Due to the thinness of uranium trading in the spot market, and the inability of most investors to invest directly into the commodity, the strong fundamentals for uranium can be seen reflected in the strong support for uranium equities in the market. As utilities return to the uranium term-contract and spot markets, the price of uranium is expected to respond.
Use of Proceeds
Under the Kazatomprom Framework Agreement, the Company has the right to purchase up to US$100 million of U3O8 each year, starting in 2019, and for the subsequent eight years. As part of this agreement, the purchase price was agreed on 19 February 2021 (using market indicators) at US$28.95 /lb. The Company has two weeks to undertake to fund the purchase, which enables Yellow Cake to transact on the U3O8 at an undisturbed price.
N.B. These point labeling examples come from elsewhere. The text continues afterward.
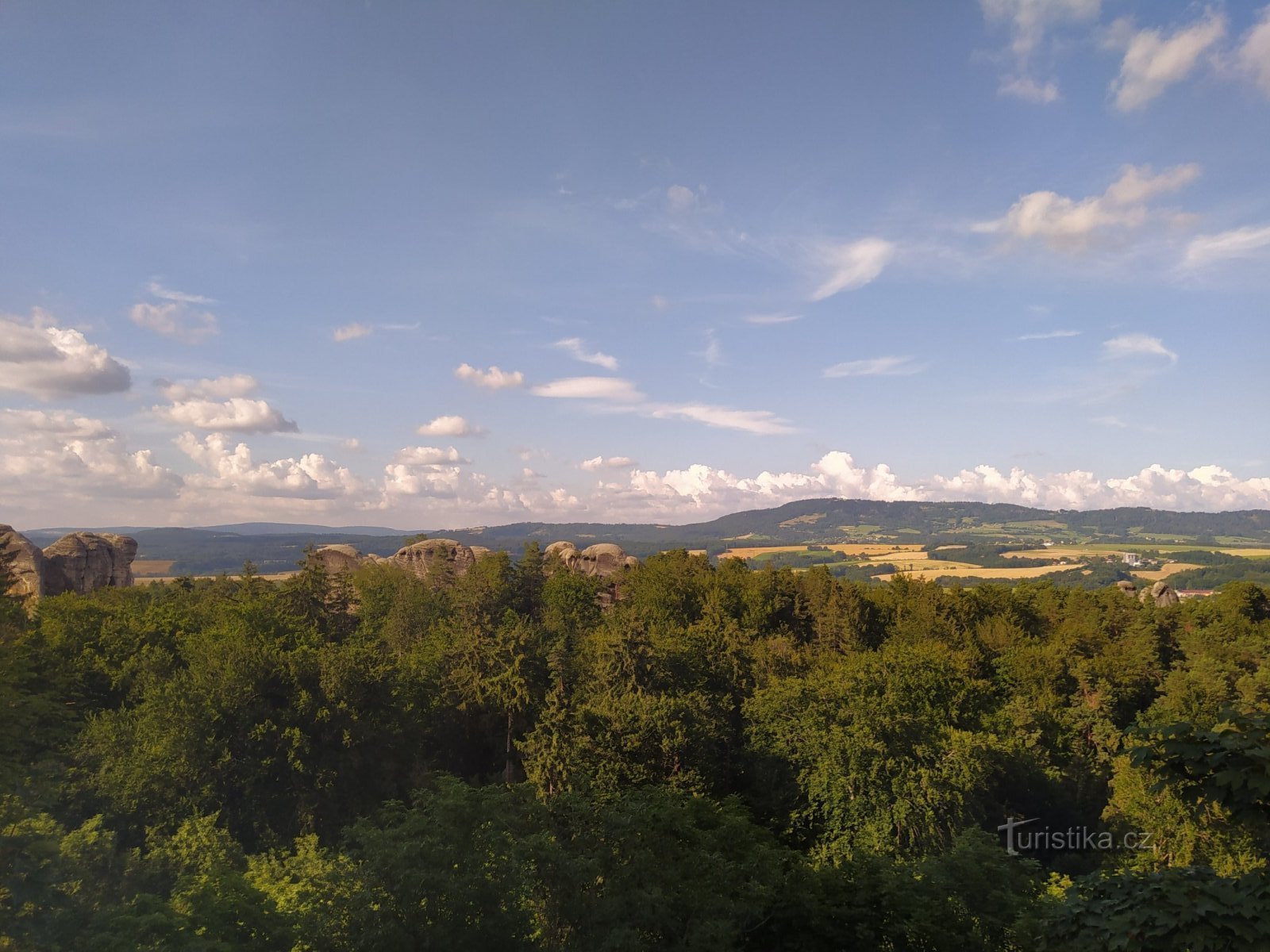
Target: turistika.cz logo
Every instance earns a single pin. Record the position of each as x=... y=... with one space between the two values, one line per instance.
x=1073 y=838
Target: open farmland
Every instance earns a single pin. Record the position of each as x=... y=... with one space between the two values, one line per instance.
x=848 y=549
x=959 y=570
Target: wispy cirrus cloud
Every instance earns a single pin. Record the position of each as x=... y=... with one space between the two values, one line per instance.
x=851 y=266
x=876 y=367
x=1204 y=251
x=1130 y=346
x=1049 y=336
x=575 y=348
x=1153 y=61
x=1075 y=225
x=493 y=378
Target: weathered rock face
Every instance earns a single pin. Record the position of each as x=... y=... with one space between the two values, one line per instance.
x=82 y=562
x=603 y=559
x=1161 y=593
x=435 y=556
x=86 y=562
x=340 y=559
x=27 y=565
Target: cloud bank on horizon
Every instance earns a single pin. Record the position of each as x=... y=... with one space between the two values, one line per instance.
x=1020 y=257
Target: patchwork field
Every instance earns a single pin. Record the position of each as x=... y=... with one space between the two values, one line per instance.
x=848 y=549
x=145 y=568
x=959 y=570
The Company intends to use the proceeds of the Placing to purchase at least 3.5 mmlb of uranium from Kazatomprom, to pay certain costs associated with the Placing and for working capital and general corporate purposes alongside the potential opportunistic purchase of additional uranium for value. It is anticipated that the uranium acquired will be stored in Cameco's Port Hope / Blind River facility.
In connection with the Subscription Agreement entered into at the time of the Company's IPO, the Company has granted Uranium Royalty Corporation ("URC") an option to acquire between US$2.5 million and US$10 million worth of U3O8 per year in each of the nine calendar years commencing on 1 January 2019, up to a maximum aggregate amount over such nine year period of US$31.25 million worth of U3O8. The price to be paid by URC in the event it exercises its option would be the same price as that which would be payable if the Company were to exercise its rights under the Kazatomprom Framework Agreement to acquire the relevant quantity of U3O8 from Kazatomprom at the relevant time. If URC exercises its option during 2021, the Company will purchase the U3O8 to be delivered to URC pursuant to the option or may deliver it from its own holdings. The price at which URC is entitled to purchase the relevant U308 under the option may differ from the price paid by the Company.
Details of the Placing
Cantor and Canaccord will commence the Bookbuild in respect of the Placing with immediate effect.
The Placing is subject to the terms and conditions set out in the appendix to this Announcement (the "Appendix").
The final number of Placing Shares to be issued will be determined following the close of the Bookbuild. The Placing Shares will, when issued, be credited as fully paid and rank pari passu in all respects with the existing issued ordinary shares of the Company.
The timing of the close of the Bookbuild as well as allocation of the Placing Shares are at the discretion of the Joint Bookrunners and the Company. The results of the Placing will be announced as soon as practicable following the close of the Bookbuild.
Application will be made to the London Stock Exchange for the admission of the Placing Shares to trading on AIM ("Admission"). It is expected that Admission of the Placing Shares to trading on AIM will take place on or around 2 March 2021.
The Appendix to this announcement (which forms part of this announcement) sets out further information relating to the Bookbuild and the terms and conditions of the Placing.
The Company has shareholder authority to issue up to 45,383,508 Placing Shares under the Placing.
Net Asset Value Update
Yellow Cake's estimated Net Asset Value at 24 February 2021 was £2.23 per share or US$264.8 million, consisting of 9,316,385 lbs of U3O8 valued at a price of US$28.31/lb, a derivative financial liability of US$3.1 million and other net current assets of US$4.2 million.